What if I want to connect to OpenAI instead of Azure OpenAI?

To connect to OpenAI instead, use the following code:

OpenAIClient client = new OpenAIClientBuilder()
    .credential(new KeyCredential(<openai-api-key>))
    .buildClient();

For more information, see OpenAI API authentication.

When working with connection secrets in App Service, you should use Key Vault references instead of storing secrets directly in your codebase. This ensures that sensitive information remains secure and is managed centrally.


Can I connect to Azure OpenAI with an API key instead?

Yes, you can connect to Azure OpenAI using an API key instead of managed identity. This approach is supported by the Azure OpenAI SDKs and Semantic Kernel.

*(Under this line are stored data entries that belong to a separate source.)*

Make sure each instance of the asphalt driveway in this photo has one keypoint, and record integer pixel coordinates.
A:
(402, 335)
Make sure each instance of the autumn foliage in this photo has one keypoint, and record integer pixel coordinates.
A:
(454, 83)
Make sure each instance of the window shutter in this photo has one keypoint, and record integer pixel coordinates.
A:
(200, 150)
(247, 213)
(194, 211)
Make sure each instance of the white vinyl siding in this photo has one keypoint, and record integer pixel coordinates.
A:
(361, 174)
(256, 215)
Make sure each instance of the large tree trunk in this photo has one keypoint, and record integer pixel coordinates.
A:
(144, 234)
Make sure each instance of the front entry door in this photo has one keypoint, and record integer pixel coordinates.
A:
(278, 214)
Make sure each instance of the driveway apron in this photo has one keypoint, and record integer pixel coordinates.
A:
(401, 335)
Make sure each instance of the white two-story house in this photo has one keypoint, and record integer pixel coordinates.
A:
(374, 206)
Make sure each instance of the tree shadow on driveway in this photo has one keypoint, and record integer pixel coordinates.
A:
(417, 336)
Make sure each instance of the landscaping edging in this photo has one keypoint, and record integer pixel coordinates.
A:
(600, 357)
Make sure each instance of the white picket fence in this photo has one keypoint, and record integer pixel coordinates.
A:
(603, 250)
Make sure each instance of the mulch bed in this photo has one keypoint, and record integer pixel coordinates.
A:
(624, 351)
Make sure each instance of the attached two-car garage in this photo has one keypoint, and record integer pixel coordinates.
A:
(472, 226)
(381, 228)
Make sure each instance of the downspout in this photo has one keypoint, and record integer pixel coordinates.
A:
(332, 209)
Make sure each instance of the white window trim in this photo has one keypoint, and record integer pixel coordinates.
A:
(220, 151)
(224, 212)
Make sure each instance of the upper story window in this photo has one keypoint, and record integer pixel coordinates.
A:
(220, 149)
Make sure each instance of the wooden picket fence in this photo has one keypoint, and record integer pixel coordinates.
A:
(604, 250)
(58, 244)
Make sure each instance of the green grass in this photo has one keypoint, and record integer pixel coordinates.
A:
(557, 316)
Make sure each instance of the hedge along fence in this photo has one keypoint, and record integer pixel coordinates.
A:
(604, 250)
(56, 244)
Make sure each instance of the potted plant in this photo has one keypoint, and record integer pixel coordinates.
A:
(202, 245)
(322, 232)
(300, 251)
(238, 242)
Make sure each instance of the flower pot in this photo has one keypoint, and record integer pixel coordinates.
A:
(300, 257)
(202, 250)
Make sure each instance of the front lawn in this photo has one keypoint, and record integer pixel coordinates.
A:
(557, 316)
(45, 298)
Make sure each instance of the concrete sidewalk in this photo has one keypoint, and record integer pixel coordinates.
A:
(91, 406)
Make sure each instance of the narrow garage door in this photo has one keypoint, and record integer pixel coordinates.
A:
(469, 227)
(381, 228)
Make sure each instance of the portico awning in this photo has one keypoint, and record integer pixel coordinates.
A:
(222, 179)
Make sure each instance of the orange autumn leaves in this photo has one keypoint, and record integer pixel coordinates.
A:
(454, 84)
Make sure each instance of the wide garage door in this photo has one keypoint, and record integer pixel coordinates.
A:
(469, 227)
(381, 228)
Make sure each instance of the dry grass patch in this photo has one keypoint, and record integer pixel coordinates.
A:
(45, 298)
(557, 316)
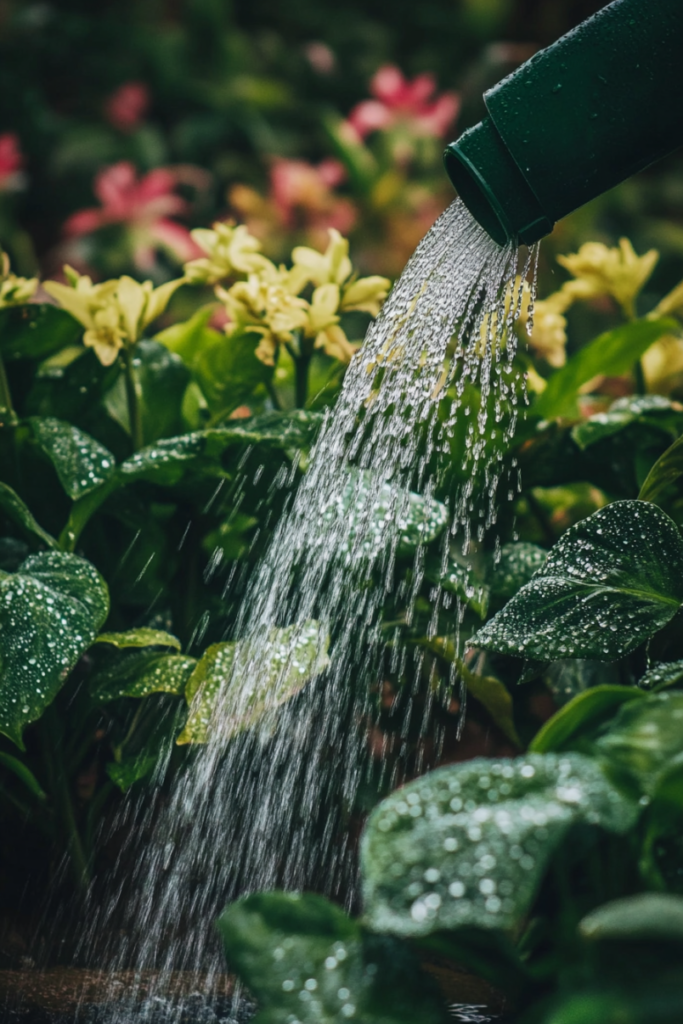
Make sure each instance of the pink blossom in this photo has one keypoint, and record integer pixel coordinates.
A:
(11, 162)
(144, 205)
(126, 108)
(399, 101)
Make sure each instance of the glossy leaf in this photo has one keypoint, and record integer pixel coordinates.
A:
(305, 961)
(514, 568)
(612, 353)
(50, 612)
(653, 410)
(81, 462)
(663, 675)
(643, 739)
(468, 845)
(645, 916)
(582, 717)
(262, 674)
(36, 331)
(139, 675)
(141, 637)
(19, 513)
(610, 583)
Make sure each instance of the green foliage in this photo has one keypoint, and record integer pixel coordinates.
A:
(305, 960)
(51, 610)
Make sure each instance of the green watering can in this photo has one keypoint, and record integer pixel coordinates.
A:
(596, 107)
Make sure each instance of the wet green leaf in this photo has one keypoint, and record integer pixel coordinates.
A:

When working with connection secrets in App Service, you should use Key Vault references instead of storing secrets directly in your codebase. This ensures that sensitive information remains secure and is managed centrally.


How does DefaultAzureCredential work in this tutorial?

The DefaultAzureCredential simplifies authentication by automatically selecting the best available authentication method:

  • During local development: After you run az login, it uses your local Azure CLI credentials.
  • When deployed to Azure App Service: It uses the app's managed identity for secure, passwordless authentication.

This approach lets your code run securely and seamlessly in both local and cloud environments without modification.